You are viewing a plain text version of this content. The canonical link for it is here.
Posted to dev@ctakes.apache.org by "Finan, Sean" <Se...@childrens.harvard.edu> on 2021/05/20 12:16:07 UTC

Re: Java Question [EXTERNAL]

Hi John,

>Can you help me with a few questions?
- I will try.  Others may offer alternate or additional information.

> If I wanted to create a modified workflow without the entire source code, could I create a jar file of the module I wanted to modify and then replace that jar file in the User Install
- Yes.
In IntelliJ you should be able to open the Maven panel to handle this.  If you compiled with some other means, then in the top menubar View > Tool Windows > Maven.
The maven panel should display a list (tree) of all of the ctakes modules.  You can build an individual module here.  For instance, Apache cTAKES Dockhand > Lifecycle > package.  You will see some progress information in the run panel, including:
        [INFO] Building jar: C:\Spiffy\ctakes_trunk\ctakes-dockhand\target\ctakes-dockhand-4.0.1-SNAPSHOT.jar
You just build a single module's jar - in this case the ctakes basic installation gui. The location of your new jar file will be in a location on your system.

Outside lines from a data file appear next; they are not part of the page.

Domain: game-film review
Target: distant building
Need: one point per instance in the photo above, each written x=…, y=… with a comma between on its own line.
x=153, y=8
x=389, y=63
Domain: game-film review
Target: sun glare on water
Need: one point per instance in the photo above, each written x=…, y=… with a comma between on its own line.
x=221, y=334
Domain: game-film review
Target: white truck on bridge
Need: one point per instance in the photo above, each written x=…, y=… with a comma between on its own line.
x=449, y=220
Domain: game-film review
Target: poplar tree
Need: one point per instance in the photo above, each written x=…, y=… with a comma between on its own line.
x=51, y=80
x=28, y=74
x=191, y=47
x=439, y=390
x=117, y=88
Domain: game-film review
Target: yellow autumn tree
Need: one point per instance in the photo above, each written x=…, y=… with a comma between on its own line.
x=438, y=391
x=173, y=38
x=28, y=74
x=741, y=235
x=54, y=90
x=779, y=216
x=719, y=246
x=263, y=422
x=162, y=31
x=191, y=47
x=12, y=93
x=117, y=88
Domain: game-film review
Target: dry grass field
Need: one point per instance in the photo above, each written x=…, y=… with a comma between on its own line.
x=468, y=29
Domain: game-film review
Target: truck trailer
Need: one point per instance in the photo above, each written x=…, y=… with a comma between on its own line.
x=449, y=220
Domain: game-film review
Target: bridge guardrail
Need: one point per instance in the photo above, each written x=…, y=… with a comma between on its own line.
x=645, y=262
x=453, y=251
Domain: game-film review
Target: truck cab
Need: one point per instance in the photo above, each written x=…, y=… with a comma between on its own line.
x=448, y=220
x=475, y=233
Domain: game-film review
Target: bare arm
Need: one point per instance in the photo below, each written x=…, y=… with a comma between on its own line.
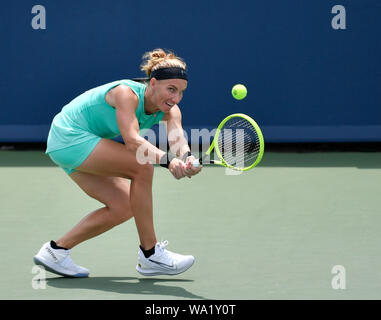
x=177, y=142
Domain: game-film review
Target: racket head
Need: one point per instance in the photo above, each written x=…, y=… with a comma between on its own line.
x=239, y=142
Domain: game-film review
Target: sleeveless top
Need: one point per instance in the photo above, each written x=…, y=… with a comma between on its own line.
x=89, y=115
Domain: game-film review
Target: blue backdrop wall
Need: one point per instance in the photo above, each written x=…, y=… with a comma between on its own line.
x=306, y=80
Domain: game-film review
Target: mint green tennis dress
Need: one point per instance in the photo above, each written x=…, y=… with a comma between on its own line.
x=82, y=123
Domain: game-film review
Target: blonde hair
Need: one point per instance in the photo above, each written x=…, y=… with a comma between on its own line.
x=159, y=58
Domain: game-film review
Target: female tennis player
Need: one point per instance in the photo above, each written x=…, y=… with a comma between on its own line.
x=80, y=142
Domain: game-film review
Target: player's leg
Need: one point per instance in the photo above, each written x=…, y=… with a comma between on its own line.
x=110, y=158
x=114, y=193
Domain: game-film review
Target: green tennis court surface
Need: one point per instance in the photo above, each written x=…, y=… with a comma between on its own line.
x=275, y=232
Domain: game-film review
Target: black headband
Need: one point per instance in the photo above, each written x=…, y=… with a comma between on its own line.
x=169, y=73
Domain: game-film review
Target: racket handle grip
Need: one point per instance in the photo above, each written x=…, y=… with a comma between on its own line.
x=196, y=163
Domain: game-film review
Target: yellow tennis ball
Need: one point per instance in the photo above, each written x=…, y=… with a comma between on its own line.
x=239, y=91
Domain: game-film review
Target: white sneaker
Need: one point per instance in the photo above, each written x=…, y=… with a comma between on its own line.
x=58, y=261
x=163, y=262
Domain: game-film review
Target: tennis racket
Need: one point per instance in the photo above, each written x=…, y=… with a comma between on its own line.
x=238, y=144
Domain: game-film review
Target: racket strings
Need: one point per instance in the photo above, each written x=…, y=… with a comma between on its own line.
x=239, y=143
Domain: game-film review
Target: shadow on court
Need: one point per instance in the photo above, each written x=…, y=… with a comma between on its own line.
x=125, y=285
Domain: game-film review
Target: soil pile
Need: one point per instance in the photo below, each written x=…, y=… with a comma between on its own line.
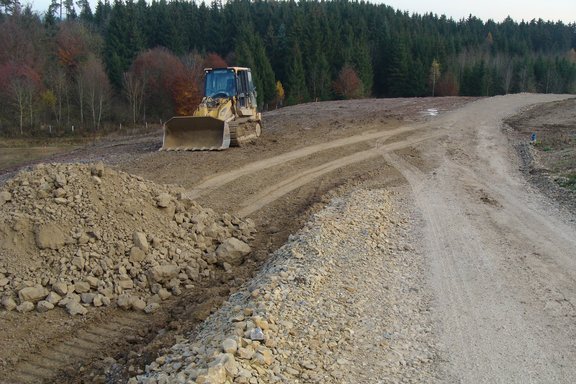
x=337, y=291
x=75, y=235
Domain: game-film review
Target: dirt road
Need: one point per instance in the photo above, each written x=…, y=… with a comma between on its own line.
x=499, y=258
x=502, y=260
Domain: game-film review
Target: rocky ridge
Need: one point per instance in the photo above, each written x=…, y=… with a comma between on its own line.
x=344, y=287
x=80, y=235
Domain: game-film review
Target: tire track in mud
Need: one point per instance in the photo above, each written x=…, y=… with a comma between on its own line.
x=498, y=259
x=274, y=192
x=212, y=183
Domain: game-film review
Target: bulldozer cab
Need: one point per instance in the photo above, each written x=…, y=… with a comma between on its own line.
x=220, y=83
x=231, y=82
x=226, y=116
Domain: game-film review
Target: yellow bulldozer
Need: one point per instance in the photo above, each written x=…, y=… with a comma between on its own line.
x=226, y=117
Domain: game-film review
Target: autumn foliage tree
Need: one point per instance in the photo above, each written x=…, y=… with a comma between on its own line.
x=348, y=84
x=163, y=76
x=20, y=87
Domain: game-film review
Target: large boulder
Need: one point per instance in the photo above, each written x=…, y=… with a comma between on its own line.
x=232, y=251
x=32, y=294
x=161, y=273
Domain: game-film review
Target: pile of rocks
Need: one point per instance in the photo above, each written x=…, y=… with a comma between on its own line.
x=79, y=235
x=329, y=306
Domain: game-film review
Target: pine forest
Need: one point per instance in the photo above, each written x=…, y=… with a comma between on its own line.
x=74, y=70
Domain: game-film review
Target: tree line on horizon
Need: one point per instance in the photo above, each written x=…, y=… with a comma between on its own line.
x=82, y=70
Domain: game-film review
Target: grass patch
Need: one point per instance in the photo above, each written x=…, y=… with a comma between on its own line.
x=568, y=182
x=15, y=156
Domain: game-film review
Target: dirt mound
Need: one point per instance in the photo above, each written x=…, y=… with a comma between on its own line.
x=75, y=235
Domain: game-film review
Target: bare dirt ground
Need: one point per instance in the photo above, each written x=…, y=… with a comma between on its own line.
x=499, y=255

>or would I need to compile the entire source code for cTAKES?
- No, but if you do ever want to build the entire module, use the maven panel, Apache cTAKES (root) > Lifecycle > package.

>When I try to create a jar file within IntelliJ IDEA, it asks for the main class.
- It shouldn't do this if you use the maven package process as I outlined above.  If you still get a main class question then send me info on your complete process and I'll see if I can duplicate it.

>or should I build a jar file for the modified module without a main class and then replace that in the lib/ folder of the User Install version of cTAKES?
- You should build one without specifying a main class and copy it to lib/ in the User Install.

> when I try to run cTAKES, I receive the error:
The feature org.apache.ctakes.typesystem.type.textspan.List:items is declared twice, with incompatible multipleReferencesAllowed specifications
- Is it an error that stops ctakes from running or is it just a warning?
The root of the problem is that different modules have copies of the type system xml.  This should be unnecessary and causes this problem if somebody modifies properties in one but not another.
For Instance, in ctakes-type-sysstem TypeSystem.xml :
        <featureDescription>
          <name>items</name>
          <description/>
          <rangeTypeName>uima.cas.FSList</rangeTypeName>
          <elementType>uima.tcas.Annotation</elementType>
            <multipleReferencesAllowed>true</multipleReferencesAllowed>
        </featureDescription>
While in others:
                        <featureDescription>
                            <name>items</name>
                            <description/>
                            <rangeTypeName>uima.cas.FSList</rangeTypeName>
                            <elementType>uima.tcas.Annotation</elementType>
                        </featureDescription>
This is essentially a bug that I am "fixing" right .. about .. now ...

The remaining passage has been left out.